Six Awful Films Whose Titles Unintentionally Double as Kick-Me Signs
Witless Protection
Perfect (1985): Rule No. 1 when making a comedy starring a fading star (in this case, John Travolta): Don't put anything denoting quality, particularly strength, in the title. All it does is give critics and audiences ammunition when your feeble comedy about the aerobics craze is anything but, and whose poor box-office numbers justly kept the star off the big screen for four full years (until 1989's The Experts--another doozy of a title).
Life Stinks (1991): And the same goes for movies by washed-up filmmaker/stars. Late-period Broadway success was still a decade off for Mel Brooks when he made this flaccid, preachy attempt at Sturgesian satire about a tycoon who makes a bet he can live homeless in L.A. for 30 days. As the line goes: Life stinks--and so does your movie.
Dear God (1996): Greg Kinnear, still trying to find a place in Hollywood after Sabrina, played a con man who winds up working in the dead letter office, where he warms up the world by answering letters addressed to the big man in the sky. Altogether now: Dear God.
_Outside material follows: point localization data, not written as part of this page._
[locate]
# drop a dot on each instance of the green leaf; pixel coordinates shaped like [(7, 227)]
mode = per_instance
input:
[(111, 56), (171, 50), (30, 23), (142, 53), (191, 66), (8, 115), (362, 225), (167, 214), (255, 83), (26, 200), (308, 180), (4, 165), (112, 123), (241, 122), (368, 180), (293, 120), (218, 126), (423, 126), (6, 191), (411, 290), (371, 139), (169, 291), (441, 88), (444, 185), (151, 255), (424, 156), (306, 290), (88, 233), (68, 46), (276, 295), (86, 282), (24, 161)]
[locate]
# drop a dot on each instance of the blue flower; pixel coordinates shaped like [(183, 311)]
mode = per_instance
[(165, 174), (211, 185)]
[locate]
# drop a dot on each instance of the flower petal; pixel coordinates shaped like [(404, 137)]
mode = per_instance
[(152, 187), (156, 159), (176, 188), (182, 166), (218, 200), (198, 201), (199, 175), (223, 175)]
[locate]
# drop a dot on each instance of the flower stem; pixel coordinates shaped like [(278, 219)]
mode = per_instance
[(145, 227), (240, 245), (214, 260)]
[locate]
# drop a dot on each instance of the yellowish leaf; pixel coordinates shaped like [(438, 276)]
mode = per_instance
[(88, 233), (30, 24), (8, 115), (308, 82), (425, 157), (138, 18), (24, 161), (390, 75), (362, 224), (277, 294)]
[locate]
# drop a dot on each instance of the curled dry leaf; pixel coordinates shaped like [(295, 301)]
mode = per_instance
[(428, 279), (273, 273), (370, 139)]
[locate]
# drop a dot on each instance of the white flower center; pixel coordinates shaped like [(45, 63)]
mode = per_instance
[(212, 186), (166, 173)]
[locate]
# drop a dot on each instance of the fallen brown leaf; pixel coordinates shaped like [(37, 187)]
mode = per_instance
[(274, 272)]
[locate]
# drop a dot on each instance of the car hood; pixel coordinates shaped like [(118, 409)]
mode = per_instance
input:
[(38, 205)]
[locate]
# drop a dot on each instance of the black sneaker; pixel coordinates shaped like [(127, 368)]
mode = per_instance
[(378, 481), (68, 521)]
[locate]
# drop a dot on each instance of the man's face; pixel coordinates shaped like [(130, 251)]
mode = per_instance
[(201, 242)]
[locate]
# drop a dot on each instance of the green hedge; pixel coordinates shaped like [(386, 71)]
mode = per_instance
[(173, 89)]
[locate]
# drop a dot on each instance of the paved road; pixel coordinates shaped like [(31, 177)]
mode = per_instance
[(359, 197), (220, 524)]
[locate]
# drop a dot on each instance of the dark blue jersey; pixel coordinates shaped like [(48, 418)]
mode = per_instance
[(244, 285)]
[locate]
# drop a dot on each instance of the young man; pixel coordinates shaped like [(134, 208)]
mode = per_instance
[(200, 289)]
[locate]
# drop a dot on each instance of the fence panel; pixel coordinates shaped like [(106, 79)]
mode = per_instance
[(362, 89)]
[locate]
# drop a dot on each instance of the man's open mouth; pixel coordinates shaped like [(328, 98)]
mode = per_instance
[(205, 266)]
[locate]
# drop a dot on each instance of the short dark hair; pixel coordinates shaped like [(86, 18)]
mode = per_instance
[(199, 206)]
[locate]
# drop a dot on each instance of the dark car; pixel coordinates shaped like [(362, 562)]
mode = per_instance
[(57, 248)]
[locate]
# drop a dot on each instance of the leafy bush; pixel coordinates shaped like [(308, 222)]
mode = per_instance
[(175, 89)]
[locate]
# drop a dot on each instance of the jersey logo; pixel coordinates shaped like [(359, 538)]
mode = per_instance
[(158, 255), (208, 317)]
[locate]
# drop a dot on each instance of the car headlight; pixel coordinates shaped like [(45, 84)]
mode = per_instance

What's the Worst That Could Happen? (2001): What, when your movie pairs Danny DeVito with Martin Lawrence (and is based on a Donald E. Westlake pulp novel, no less)? Indeed.
Paycheck (2003): The movie's called Paycheck. It's yet another desecration of Philip K. Dick. It stars Ben Affleck, Aaron Eckhart, Uma Thurman and Paul Giamatti, all of them sleepwalking. It was directed by John Woo, who came in as a last-minute replacement and whose sole directorial stamp is throwing a couple of his goddamn doves into the action from time to time. It's called Paycheck.
Witless Protection (2008): Larry the Cable Guy? Witless? No! Seriously, it's as though there's a lone smart, talented guy in the whole LTCG movie machine and by slipping "witless" into the very title itself, he's trying to signal for help the way a soldier would with morse code. Nice work, saboteur.